Kabanga will use the first stage of the Kell Process, a hydromet procedure that Liddell helped develop in 1996 and is used for extracting platinum in South Africa.
In addition to nickel, the mine will produce cobalt and copper, both of which are used in advanced NMC 811 vehicle batteries, which are a part of new developments in lithium-ion technology. The 811 stands for eight parts nickel, one part manganese and one part cobalt.
Fortuitously, Kabanga has roughly the same proportion of nickel to cobalt as in the 811 batteries, as well as cathode copper, which is also used in EV production, says Liddell. “Mother nature was clever when she put Kabanga together,” he adds.
Another advantage for the project is that Africa is already famous for ‘leapfrog’ technologies that skip traditional stages of development to jump straight to the most advanced methods and tools. Think mobile phone banking or drone deliveries.
“We're lucky in that we’ve basically been handed a blank sheet of paper from which to design Kabanga as an integrated mine-to-metal project from the ground up,” Liddell says. “As such, we don’t have any legacy issues to deal with.”
Drawing on local resources
The project plans to build its own refinery 300km to the east on the coast of Tanzania, where the concentrate will be processed before the base metal is exported. Kabanga aims to source the expertise and skilled labour locally, given the region is steeped in mining. Using pyromet, the concentrate would have been transported 27,000km to industrial centres in Canada or Norway for pyrometallurgical ore processing.
The project is not only aiming to keep its CO2 footprint low, Liddell says, but also to minimise surface deposits. “We’ve actually designed a closed process where the residues from leaching the concentrate – mostly iron oxides and gypsum [better known as plaster of Paris] – go back underground as base fill.
The Kabanga Project is expected to cost $1.3bn – which includes a 20% contingency for overruns – and talks on funding, which include a possible London stock exchange listing, are due to take place next year.
“Due to the project scale, quality and unique ESG credentials, we are afforded a good variety of financing opportunities and interest across the sector,” Liddell says. “Financing is an ongoing matter right now, so we are not in a position to comment in any more detail at this time.”

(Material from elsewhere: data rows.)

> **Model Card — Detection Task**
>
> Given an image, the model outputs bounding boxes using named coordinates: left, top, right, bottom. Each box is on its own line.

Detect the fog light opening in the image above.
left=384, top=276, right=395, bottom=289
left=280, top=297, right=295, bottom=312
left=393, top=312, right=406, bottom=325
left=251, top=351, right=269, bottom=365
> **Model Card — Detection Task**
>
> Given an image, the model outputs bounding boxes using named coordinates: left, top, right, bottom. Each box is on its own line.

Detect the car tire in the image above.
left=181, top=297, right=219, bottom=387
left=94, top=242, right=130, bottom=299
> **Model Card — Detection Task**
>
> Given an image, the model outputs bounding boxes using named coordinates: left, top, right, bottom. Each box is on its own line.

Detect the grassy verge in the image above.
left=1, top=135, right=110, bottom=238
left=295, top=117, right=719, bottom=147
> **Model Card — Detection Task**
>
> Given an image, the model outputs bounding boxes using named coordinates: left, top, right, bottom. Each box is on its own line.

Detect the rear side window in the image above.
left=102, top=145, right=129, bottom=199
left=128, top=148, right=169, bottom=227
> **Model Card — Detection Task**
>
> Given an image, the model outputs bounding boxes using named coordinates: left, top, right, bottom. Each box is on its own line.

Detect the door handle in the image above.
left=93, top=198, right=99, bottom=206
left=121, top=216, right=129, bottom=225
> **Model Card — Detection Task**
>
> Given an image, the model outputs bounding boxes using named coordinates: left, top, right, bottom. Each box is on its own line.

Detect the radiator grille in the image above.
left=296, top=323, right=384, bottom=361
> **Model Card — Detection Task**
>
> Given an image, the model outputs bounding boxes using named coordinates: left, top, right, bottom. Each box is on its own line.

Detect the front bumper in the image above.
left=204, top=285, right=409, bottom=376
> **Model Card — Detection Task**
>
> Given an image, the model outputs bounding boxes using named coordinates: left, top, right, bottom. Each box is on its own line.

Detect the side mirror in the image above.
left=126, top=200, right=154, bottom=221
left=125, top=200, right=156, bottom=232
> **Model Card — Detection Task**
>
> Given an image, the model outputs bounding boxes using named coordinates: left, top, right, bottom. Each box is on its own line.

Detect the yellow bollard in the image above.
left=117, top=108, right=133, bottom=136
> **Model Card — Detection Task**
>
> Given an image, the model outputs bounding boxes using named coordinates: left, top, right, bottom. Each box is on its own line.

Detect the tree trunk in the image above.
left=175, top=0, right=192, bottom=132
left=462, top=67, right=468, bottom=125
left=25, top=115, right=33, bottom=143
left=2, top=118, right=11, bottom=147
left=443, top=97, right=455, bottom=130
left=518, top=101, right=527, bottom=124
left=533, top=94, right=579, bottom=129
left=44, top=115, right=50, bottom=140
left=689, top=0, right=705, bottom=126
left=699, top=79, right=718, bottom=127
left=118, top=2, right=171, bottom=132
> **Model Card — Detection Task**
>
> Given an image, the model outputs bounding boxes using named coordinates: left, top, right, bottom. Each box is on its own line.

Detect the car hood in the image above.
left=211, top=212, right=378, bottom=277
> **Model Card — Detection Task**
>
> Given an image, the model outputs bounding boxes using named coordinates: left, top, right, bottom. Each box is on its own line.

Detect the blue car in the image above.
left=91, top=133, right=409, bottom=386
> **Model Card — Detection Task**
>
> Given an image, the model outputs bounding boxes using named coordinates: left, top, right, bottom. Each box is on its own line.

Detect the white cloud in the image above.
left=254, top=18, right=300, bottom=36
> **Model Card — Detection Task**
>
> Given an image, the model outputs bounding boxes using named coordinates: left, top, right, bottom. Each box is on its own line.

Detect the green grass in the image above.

Prospective investors face substantial risks, as rating agency Fitch flagged in a report in February, not least resource nationalism under the recently re-elected government.
The re-election of President John Magufuli’s Chama Cha Mapinduzi party in October last year will result in a continued “broadly nationalist economic policy agenda ... only partially tempered by the need to attract foreign direct investment”. Moreover, the expected upward trend in nickel prices will heighten such risks, Fitch added.
Under the previous tenure of Doto Biteko, re-appointed as mining minister in December, Tanzania banned unprocessed mineral exports, raised royalties and assigned the government a 16% interest of existing and future mining projects. The legislative changes also gave the government authority to renegotiate and revoke mining contracts.
All being well, after Kabanga's two-year construction phase, commissioning is expected to start at the end of 2024, followed by a 12-month ramp-up. Annual production over the life of the mine is projected at 2.2m tonnes of ore, which is expected to yield 40,000t of LME-grade refined nickel and 3,000t of cobalt a year.
Liddell declined to comment on the mine’s likely financial performance, but it seems likely that Kabanga will be able to command a green premium for its nickel given the upwards trajectory of the EV industry. If it helps to set a more climate-friendly precedent in the process, so much the better.